Newark Fire Chief Rufus L. Jackson had been trying to beat the clock, advocating for a new downtown firehouse as new towers raise the downtown skyline ever higher.

“I’ve been in talks with the mayor and the business administrator for months about building a station in the downtown district and expanding the department because of the growth of the downtown district and also the high-rises,” Jackson said during last week’s press conference. “It’s important that we try to get ahead of it. And it’s important that we get downtown and begin to train and begin to do the things that we need to do to be safe and operate safely and keep the community safe.”

Notable downtown high-rises include 1 Theater Square, a 22-story apartment tower near the New Jersey Performing Arts Center, or NJPAC, completed in 2018; a 22-story building opened at 1 Rector St. a year later, and the 33-story 777 McCarter opened this spring.

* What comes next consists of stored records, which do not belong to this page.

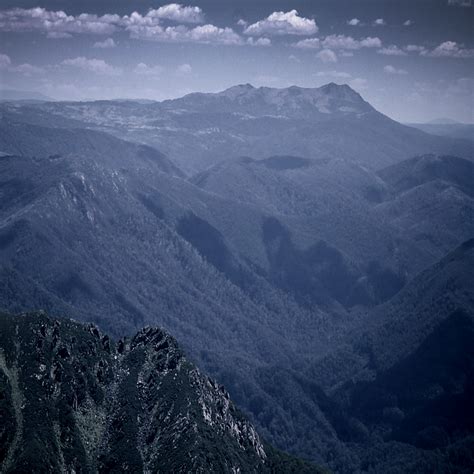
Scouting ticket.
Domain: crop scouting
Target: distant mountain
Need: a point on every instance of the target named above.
(402, 385)
(200, 130)
(74, 400)
(271, 269)
(447, 128)
(16, 95)
(430, 192)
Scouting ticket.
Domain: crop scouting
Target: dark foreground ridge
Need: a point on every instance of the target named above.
(73, 400)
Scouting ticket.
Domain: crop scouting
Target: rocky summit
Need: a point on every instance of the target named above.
(73, 400)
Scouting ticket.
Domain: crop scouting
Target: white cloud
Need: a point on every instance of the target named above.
(259, 41)
(283, 23)
(327, 56)
(348, 42)
(450, 49)
(334, 74)
(354, 22)
(199, 34)
(154, 25)
(56, 24)
(414, 48)
(178, 13)
(27, 69)
(184, 69)
(97, 66)
(392, 50)
(143, 69)
(24, 69)
(5, 61)
(58, 35)
(392, 70)
(107, 43)
(309, 43)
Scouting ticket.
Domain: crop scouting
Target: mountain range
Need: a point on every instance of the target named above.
(74, 400)
(303, 248)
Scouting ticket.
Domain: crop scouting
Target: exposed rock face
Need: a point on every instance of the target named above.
(72, 400)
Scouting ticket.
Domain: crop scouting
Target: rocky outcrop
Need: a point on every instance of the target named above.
(73, 400)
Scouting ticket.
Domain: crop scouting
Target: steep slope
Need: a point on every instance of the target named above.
(397, 395)
(430, 192)
(199, 130)
(72, 399)
(24, 139)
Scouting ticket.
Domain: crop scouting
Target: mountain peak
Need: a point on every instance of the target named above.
(292, 100)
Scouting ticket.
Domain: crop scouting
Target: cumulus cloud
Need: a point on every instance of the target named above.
(27, 69)
(283, 23)
(184, 69)
(393, 70)
(450, 49)
(415, 48)
(24, 69)
(392, 50)
(154, 25)
(259, 41)
(354, 22)
(327, 56)
(107, 43)
(309, 43)
(97, 66)
(347, 42)
(144, 69)
(178, 13)
(56, 24)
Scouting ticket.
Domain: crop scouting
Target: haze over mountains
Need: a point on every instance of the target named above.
(302, 247)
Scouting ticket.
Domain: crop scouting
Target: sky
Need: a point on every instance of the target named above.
(411, 59)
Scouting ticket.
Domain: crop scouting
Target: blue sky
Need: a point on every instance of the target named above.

In addition, there are older Newark skyscrapers, some of them office buildings from the early 20th Century recently redeveloped into apartments.

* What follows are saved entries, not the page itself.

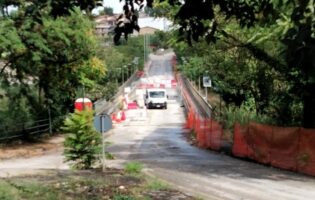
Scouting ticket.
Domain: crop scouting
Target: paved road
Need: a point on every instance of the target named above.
(158, 142)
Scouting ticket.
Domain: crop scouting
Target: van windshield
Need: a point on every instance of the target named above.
(157, 94)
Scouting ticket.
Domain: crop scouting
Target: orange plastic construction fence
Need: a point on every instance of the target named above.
(208, 132)
(286, 148)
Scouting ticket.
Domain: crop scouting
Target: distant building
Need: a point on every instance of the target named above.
(105, 24)
(147, 30)
(149, 25)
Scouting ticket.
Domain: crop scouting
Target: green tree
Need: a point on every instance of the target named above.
(108, 11)
(200, 19)
(57, 55)
(83, 142)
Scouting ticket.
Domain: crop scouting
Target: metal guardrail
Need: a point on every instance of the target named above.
(107, 107)
(24, 129)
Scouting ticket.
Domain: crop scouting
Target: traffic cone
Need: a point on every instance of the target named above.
(123, 116)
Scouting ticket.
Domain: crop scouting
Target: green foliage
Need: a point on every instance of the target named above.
(133, 167)
(244, 114)
(52, 56)
(82, 143)
(122, 197)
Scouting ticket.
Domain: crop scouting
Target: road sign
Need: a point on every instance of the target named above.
(103, 123)
(206, 81)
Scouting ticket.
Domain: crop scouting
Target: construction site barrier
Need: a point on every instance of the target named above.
(290, 148)
(208, 131)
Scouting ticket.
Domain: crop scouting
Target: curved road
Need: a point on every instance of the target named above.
(159, 143)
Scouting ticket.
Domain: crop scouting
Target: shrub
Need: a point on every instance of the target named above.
(133, 168)
(83, 142)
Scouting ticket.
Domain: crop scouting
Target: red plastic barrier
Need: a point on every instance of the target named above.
(202, 142)
(306, 154)
(284, 148)
(132, 106)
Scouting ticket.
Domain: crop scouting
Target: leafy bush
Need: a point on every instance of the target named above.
(123, 197)
(133, 168)
(243, 115)
(83, 142)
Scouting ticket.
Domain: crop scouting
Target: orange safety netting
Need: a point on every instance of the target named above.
(282, 147)
(306, 154)
(208, 132)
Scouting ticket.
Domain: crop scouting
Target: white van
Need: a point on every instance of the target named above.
(156, 98)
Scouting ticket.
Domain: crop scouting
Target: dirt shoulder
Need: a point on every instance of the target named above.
(31, 149)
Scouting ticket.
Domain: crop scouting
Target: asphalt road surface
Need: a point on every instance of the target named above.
(159, 143)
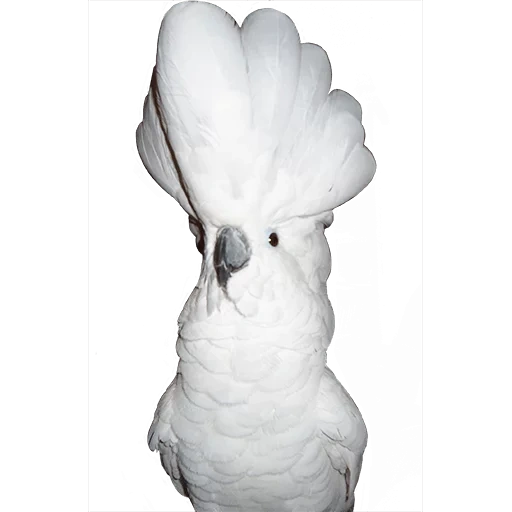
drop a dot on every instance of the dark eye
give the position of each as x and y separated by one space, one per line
273 240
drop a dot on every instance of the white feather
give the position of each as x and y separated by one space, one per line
272 51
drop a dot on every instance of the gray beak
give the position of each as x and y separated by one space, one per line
232 252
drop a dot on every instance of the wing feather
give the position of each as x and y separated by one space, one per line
342 429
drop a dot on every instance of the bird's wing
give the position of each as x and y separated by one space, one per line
342 429
162 438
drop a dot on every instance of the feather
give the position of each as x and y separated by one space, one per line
312 91
272 50
156 155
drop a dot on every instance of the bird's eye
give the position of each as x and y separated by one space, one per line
273 240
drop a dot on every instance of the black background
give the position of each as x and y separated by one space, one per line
142 261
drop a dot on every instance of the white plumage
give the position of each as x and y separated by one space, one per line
241 129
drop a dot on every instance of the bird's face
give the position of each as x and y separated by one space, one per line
264 268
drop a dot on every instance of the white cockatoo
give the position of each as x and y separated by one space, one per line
240 127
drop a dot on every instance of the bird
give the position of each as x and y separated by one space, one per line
242 128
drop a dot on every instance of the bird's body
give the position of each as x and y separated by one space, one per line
254 420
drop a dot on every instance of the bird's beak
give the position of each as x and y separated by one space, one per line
232 253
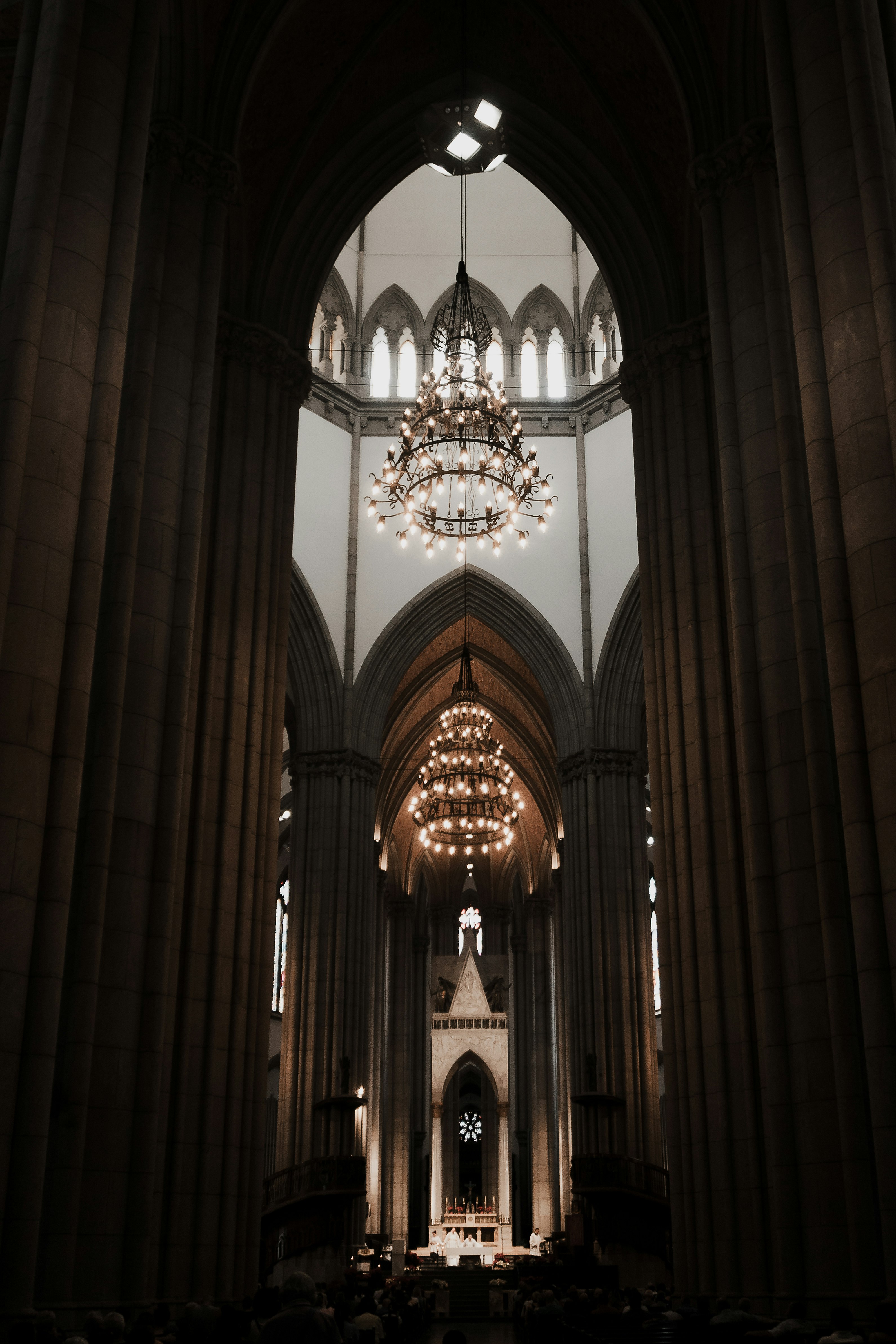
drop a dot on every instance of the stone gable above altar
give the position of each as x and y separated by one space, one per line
469 998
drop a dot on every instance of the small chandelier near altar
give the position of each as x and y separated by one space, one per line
461 474
467 798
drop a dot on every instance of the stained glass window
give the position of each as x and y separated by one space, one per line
557 373
471 1127
655 944
381 365
528 369
281 927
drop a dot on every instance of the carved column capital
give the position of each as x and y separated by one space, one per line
340 764
399 906
750 151
601 761
256 346
209 170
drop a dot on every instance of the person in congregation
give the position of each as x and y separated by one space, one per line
300 1319
843 1332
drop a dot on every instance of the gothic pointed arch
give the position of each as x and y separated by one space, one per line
483 297
471 1057
496 605
598 300
619 683
543 311
336 303
314 679
394 310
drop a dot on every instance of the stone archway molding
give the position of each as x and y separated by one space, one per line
499 607
619 682
314 679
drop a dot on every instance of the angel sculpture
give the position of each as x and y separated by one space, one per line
495 994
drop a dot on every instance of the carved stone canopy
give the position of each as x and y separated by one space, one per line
601 761
249 343
209 170
680 345
343 764
753 150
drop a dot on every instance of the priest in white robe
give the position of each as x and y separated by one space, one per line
452 1248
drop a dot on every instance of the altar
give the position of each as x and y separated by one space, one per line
467 1029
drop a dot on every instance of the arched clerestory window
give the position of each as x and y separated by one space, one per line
557 373
528 369
495 361
381 370
408 368
281 927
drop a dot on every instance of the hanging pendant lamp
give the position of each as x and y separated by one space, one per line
460 472
467 798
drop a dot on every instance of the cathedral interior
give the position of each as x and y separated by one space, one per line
398 382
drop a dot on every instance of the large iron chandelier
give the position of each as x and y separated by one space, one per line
467 798
461 472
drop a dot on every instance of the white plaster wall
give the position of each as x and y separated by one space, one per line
320 523
516 240
347 265
588 271
613 533
546 573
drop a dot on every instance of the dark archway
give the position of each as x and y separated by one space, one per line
497 607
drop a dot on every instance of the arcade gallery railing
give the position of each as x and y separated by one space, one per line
612 1171
317 1176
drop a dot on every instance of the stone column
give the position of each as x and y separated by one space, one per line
609 368
519 1026
840 286
437 1202
398 1054
73 168
330 998
504 1160
542 1073
139 730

Jersey City, where explosive growth along the Hudson River preceded and exceeded Newark’s building boom, created two high-rise firefighting units last summer.

Details on Newark’s new downtown fire station haven’t been worked out, including when it will be completed and where, how much it will cost, or how it will be equipped and staffed, said Catherine Adams, a spokesperson for the Newark Department of Public Safety, which includes the fire division.

But, the City Council has discussed the need for a new downtown fire house due to the neighborhood’s growth. And Council President Lamonica McIver strongly supports it, for fires in high or low-rise housing or commercial space that’s been built, restored or endured downtown.

“This is something we’ve been talking about for quite some time,” said McIver, whose Central Ward council district includes part of downtown Newark, as does the East Ward, represented by Councilman Michael Silva. “I’m supportive of it, and I’m sure Councilman Silva is, as well.”

A new firehouse is certain to be a multi-million dollar expense. But McIver said, “We have no other choice.”

Since the port fire that took the lives of Augusto “Augie” Acabou, 45, and Wayne “Bear” Brooks Jr., 49, Newark’s rank-and-file and fire officers’ unions have reiterated their longstanding positions that the fire division is understaffed.

The mayor and chief acknowledged as much last week, though not to the extent the unions assert. Including the nine rookies, Baraka and Jackson said the force was 39 members short of a full contingent of 494 and that they planned to hire 50 more this year. Baraka said he didn’t blame the unions for making their voices heard after the two fatalities.

Michael Giunta, president of the Newark Firefighters Union, sounded a conciliatory note this week, saying talk of a new downtown firehouse “sounds fantastic” while noting that he had served at the Mulberry Street station as a member of Truck Company 1 and Rescue 1.

Giunta said he was scheduled to meet with the mayor on Tuesday to discuss staffing issues. He said his priority was recruiting and hiring more firefighters to improve fire service more quickly than it would take to create a new firehouse, but he supported both.

“We as a union welcome any new firehouses, new equipment, or new firefighters,” Giunta said. “You’re not going to get any pushback from me.”